Church in Kuala Lumpur, Malaysia

The Evangelical Lutheran Zion Church is a Protestant Lutheran church situated at Jalan Sultan Abdul Samad, Brickfields, Kuala Lumpur, Malaysia. It was built to serve mainly Tamil labourers from South India many of whom were Lutherans.

== Background ==
The Lutheran mission can trace its origins back to a meeting held in 1906 at the Anglo-Tamil School, Kuala Lumpur, attended by Rev. K. Pamperrien, President of the Leipzig Evangelical Lutheran Mission in India, and his colleague, Rev. T. Joseph, who were on a visit to enquire into the condition of the Lutheran followers in the Malay Peninsula. They found that the Lutherans, who were mostly Indian Tamils who had come to work on the plantations, had no proper place to worship or pastor to administer to them, and so to remedy the situation it was decided to establish a Lutheran evangelical mission to serve the community and to appoint Rev. T. Joseph as the first resident pastor.

Rev.

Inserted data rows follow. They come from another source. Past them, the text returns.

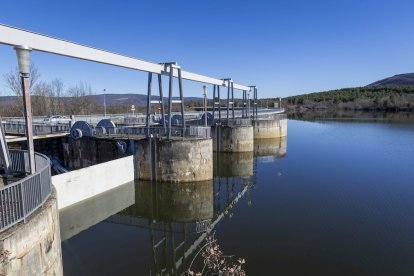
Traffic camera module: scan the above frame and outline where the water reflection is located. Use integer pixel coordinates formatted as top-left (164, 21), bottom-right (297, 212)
top-left (102, 177), bottom-right (253, 275)
top-left (59, 182), bottom-right (135, 241)
top-left (254, 136), bottom-right (287, 162)
top-left (121, 180), bottom-right (213, 222)
top-left (214, 152), bottom-right (254, 177)
top-left (62, 147), bottom-right (255, 275)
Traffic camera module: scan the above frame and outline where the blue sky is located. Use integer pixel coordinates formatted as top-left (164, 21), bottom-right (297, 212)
top-left (0, 0), bottom-right (414, 97)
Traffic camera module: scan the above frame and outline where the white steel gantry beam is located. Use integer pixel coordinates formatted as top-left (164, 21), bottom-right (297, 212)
top-left (0, 24), bottom-right (250, 90)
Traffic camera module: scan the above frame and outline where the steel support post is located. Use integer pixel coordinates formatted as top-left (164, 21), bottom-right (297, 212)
top-left (177, 67), bottom-right (185, 137)
top-left (254, 88), bottom-right (257, 120)
top-left (145, 73), bottom-right (152, 137)
top-left (217, 85), bottom-right (221, 123)
top-left (158, 74), bottom-right (165, 132)
top-left (213, 84), bottom-right (216, 122)
top-left (0, 121), bottom-right (11, 175)
top-left (168, 64), bottom-right (174, 139)
top-left (227, 81), bottom-right (230, 124)
top-left (231, 82), bottom-right (234, 120)
top-left (21, 76), bottom-right (36, 174)
top-left (242, 90), bottom-right (246, 118)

T. Joseph was installed in Kuala Lumpur as head of the mission on 11 November 1906 and set about establishing a congregation and raising funds to supplement the financial support provided by the Tamil Evangelical Lutheran Church in India. In the absence of a church for worship, a shop-house in Scott Road was used to conduct services.

From its establishment, the mission had expressed the desire to build a church for Lutherans but it was not until 16 years later that their wish was fulfilled. Completed in 1924 under the supervision of Rev. S. Muthuswamy, who succeeded Rev. T. Joseph in 1921, it was formerly opened at a ceremony on 30 November 1924 when the church was blessed by Rev. J. Sandegren, Bishop of Trarquebar, India, and named the "Evangelical Lutheran Zion Church".

At the church's silver jubilee celebrations in 1950 plaques were unveiled in memory of Rev. T. Joseph and Rev. S. Muthuswamy in recognition of their contributions to the founding of the Lutheran mission and the establishment of the church.

== Description ==
The rectangular shaped church, made of brick, stands nine metres high but is without a tower so a belfry was erected on the ground next to the church to house the bell which has on it words inscribed in Tamil. The sloped roof is covered with clay tiles and supported by columns and struts of hardwood. Stained glass windows are in evidence above the main door and behind the altar. On the facade is inscribed the date '1924' and its name.